Transformations and Preprocessors¶
Summary¶
One of the advantages of using PyTorch as the underlying computation library, is eager graph execution that can leverage native python. In other words, it lets us integrate arbitrary operations in a largely parallel fashion to our training (particularly if we are using the GPU for any neural networks).
Instance Transforms¶
Enter the InstanceTransform
and its subclasses. When added to a Dataset
, these perform
operations on each
fetched recording sequence, be it a trial or cropped sequence of raw data. For the most part, they are simply callable
objects, implementing __call__()
to modify a Tensor
unless they modify the number/representation of
channels, sampling frequency or sequence length of the data.

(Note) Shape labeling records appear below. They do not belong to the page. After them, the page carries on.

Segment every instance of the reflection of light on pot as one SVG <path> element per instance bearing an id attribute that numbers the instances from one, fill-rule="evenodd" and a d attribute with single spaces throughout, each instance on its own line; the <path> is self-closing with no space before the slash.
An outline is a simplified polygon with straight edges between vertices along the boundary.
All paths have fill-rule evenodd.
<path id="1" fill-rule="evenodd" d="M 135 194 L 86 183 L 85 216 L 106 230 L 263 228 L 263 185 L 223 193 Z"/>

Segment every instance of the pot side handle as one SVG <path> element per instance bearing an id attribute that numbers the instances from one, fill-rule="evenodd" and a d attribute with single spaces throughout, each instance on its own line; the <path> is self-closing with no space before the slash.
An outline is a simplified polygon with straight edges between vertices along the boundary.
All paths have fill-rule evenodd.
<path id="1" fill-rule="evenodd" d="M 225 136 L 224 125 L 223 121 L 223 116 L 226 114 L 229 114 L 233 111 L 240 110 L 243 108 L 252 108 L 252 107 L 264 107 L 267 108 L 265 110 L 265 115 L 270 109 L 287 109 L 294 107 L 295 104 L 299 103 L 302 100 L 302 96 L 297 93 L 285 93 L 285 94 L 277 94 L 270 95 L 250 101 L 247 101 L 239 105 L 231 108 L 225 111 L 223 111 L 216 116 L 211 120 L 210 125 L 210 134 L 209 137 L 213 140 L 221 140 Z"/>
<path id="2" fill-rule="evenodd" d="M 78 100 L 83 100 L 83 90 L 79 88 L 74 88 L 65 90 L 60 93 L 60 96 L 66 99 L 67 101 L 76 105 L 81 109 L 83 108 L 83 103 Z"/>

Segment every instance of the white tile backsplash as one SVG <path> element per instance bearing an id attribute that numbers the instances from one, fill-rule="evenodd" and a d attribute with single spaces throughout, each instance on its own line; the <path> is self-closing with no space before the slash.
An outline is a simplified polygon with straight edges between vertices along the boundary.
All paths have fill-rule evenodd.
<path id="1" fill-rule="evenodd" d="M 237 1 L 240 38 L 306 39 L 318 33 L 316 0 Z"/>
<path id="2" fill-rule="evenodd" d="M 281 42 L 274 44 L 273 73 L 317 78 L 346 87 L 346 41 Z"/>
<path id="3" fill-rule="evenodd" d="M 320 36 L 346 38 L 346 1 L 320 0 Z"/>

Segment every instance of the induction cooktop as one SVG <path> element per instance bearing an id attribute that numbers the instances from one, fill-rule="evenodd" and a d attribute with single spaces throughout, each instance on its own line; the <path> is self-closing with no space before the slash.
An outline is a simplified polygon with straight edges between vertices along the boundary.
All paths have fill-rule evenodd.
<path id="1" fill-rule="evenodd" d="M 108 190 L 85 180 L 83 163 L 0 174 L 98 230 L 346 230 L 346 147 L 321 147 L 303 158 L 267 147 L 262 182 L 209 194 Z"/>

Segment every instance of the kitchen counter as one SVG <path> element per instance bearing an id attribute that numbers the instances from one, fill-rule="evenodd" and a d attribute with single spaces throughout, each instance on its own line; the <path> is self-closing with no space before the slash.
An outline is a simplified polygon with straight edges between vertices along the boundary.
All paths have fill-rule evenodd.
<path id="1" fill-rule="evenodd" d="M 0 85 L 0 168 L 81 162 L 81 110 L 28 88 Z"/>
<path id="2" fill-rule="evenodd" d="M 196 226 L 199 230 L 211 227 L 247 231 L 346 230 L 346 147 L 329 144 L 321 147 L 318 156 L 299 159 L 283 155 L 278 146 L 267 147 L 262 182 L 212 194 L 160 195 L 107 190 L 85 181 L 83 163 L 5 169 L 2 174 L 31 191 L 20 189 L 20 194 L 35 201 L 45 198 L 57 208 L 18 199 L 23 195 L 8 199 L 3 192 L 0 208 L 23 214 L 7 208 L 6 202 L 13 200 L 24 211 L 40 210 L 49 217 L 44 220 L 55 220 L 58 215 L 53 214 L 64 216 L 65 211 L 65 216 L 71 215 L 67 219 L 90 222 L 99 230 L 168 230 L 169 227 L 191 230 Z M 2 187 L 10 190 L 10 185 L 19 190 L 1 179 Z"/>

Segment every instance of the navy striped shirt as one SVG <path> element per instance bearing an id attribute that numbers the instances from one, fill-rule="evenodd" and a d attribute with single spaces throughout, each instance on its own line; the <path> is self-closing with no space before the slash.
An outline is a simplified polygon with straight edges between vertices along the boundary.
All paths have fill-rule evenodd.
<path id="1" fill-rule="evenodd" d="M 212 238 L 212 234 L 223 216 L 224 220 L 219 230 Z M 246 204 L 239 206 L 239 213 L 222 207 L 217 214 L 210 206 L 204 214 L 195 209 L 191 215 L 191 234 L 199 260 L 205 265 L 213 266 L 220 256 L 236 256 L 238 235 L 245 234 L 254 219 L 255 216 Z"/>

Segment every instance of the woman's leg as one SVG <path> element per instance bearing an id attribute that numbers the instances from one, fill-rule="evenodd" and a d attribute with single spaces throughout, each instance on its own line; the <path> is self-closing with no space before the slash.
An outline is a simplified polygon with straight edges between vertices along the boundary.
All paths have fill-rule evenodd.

They are specifically instance transforms, because they do not transform more than a single crop of data (from a single person and dataset). This means, that these are done before a batch is aggregated for training. If the transform results in many differently shaped tensors, a batch will not properly be created, so watch out for that!
Batch Transforms¶
These are the exceptions that prove the InstanceTransform
rule. These transforms operate only after data has
been aggregated into a batch, and it is just about to be fed into a network for training (or otherwise). These are
attached to trainable Processess
instead of Datasets
.
Multiple Worker Processes Warning¶
After attaching enough transforms, you may find that, even with most of the deep learning side being done on the GPU loading the training data may become the bottleneck.
Preprocessors¶
Preprocessor
(s) on the other hand are a method to create a transform after first encountering all of the
Recordings
of a Dataset
. Simply put, if the transform is known a priori, the
BaseTransform
interface is sufficient. Otherwise, a Preprocessor
can be used to both modify
Recordings
in place before
training, and create a transformation to modify sequences on-the-fly.